Abstract

In this paper, an innovative monitoring system capable of diagnosing the penetration state during the laser welding process is introduced, which consists of two main blocks: a coaxial visual monitoring platform and a penetration state diagnosis unit. The platform can capture coaxial images of the interaction zone during the laser welding through a partially transmitting mirror and a high-speed camera. An image dataset representing four welding states was created for training and validation. The unit mainly consists of an embedded power-efficient computing TX2 and image processing algorithms based on a convolution neural network (CNN).
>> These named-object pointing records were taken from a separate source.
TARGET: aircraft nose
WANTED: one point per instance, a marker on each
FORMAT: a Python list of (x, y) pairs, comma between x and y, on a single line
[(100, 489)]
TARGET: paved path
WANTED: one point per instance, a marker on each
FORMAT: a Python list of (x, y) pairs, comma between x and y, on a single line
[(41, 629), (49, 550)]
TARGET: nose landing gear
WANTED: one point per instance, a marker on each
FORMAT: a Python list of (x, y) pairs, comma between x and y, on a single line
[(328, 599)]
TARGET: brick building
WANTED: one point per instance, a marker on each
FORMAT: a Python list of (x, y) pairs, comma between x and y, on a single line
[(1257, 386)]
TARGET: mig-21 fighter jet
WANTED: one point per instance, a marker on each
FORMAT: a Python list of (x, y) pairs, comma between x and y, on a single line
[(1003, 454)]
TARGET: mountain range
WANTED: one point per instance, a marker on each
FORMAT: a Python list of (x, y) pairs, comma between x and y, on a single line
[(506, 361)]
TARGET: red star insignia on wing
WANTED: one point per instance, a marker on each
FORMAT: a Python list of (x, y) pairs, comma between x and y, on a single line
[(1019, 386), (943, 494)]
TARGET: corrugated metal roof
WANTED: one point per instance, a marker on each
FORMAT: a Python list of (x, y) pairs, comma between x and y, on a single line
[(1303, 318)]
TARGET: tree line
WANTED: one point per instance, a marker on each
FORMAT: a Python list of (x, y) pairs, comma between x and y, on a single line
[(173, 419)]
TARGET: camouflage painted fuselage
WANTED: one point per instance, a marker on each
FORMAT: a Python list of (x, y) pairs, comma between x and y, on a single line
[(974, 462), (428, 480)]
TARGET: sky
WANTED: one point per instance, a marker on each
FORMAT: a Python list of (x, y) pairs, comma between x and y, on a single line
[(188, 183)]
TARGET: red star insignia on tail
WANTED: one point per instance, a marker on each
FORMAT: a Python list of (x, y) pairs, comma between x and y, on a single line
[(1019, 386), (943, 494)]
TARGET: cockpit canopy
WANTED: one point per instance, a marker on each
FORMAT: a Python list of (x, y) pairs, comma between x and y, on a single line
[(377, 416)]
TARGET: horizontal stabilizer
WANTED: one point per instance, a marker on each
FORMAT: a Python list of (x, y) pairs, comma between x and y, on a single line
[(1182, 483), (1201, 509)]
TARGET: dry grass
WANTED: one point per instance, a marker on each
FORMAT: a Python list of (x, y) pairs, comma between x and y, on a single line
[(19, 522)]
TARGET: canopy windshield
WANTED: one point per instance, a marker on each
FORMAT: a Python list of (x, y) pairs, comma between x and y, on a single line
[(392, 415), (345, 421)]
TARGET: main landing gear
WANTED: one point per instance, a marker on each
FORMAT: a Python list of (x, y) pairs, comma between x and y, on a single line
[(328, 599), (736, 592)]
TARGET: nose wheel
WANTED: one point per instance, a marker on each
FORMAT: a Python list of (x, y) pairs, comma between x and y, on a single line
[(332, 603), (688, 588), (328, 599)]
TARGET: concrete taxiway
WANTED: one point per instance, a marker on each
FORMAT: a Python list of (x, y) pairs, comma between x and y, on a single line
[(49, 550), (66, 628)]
Experiment results show that the platform can stably capture state-of-the-art welding images. The CNN used for a diagnosis of the penetration state is optimized using an optimal network structure and hyperparameters, applying a super-Gaussian function to initialize the weights of the convolutional layer. Its latency on TX2 is less than 2 ms, satisfying the real-time requirement. During the real laser welding of tailor-rolled blanks, a penetration state diagnosis with an accuracy of 94.6 % can be achieved even if the illumination changes significantly. The similar accuracy between the validating set and a real laser welding demonstrates that the proposed monitoring system has strong robustness. The precision and recall ratios of the CNN are higher than those of other methods such as a histogram of oriented gradients and local binary pattern.